More information about preparing your materials for submission, submitting your materials and the publication process itself can be found in the relevant tabs under 'Author Instructions' (in the navigation panel on the left-hand side of this page).
Aims and Scope
The Journal of Law and Courts (JLC) is the flagship journal of the Law & Courts Section of the American Political Science Association. In addition to political science scholarship, the journal has interdisciplinary aims and publishes a broad range of research for members of the law and courts intellectual community. The journal is dedicated to combating intellectual fragmentation and promoting communication and fertilization across traditional boundaries. JLC publishes articles tackling theoretical and empirical questions that strike a wide audience of scholars as important across legal and judicial issues relating to politics, process, policy, ethics, justice, and/or culture. JLC employs highly rigorous arguments and methods, and is written in a manner interesting and accessible to scholars with perspectives different from the author's.
The core mission of the interdisciplinary Journal of Law and Courts is to publish outstanding peer-reviewed articles, each of which speaks to a large and diverse audience of scholars interested in legal institutions, actors, processes, or policy. The Journal’s scope is wide, with topics including but not limited to the following: causes and effects of litigation, the development of judicial institutions, the impact of courts and law, judicial decision making, judicial independence, juries, the legal profession, and the selection of judges. Scholarship published in the Journal may focus on law and courts of any type, any time, and any place.

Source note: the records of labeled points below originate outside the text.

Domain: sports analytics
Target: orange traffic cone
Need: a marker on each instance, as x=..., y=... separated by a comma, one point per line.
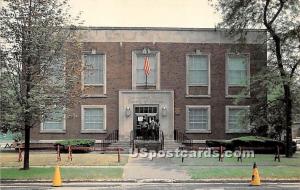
x=255, y=176
x=57, y=177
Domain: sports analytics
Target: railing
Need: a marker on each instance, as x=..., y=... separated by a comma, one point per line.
x=161, y=139
x=132, y=143
x=113, y=137
x=180, y=137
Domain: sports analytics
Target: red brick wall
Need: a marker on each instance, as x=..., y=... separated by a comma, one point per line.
x=173, y=70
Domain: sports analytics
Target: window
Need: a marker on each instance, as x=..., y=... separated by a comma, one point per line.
x=54, y=121
x=197, y=75
x=138, y=73
x=93, y=118
x=237, y=120
x=56, y=71
x=238, y=70
x=94, y=69
x=198, y=118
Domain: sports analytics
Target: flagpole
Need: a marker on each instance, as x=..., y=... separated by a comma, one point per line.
x=146, y=82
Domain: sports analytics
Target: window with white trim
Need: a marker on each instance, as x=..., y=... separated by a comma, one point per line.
x=54, y=121
x=94, y=69
x=93, y=118
x=237, y=70
x=198, y=74
x=197, y=70
x=198, y=118
x=237, y=120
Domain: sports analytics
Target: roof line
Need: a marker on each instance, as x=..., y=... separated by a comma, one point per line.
x=159, y=28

Submissions are evaluated on three chief criteria: (1) the importance of the questions or ideas addressed, (2) analytical rigor, and (3) success in crossing boundaries that often divide scholars from different disciplines or even segments of the same discipline. Theoretical and empirical studies are equally welcome. Empirical studies may be descriptive or causal and may employ any rigorous method, qualitative or quantitative.
Types of Article
The journal accepts the following types of article:
- Research Article*
- Research Note*
* If publishing Gold Open Access, all or part of the publication costs for these article types may be covered by one of the agreements Cambridge University Press has made to support open access.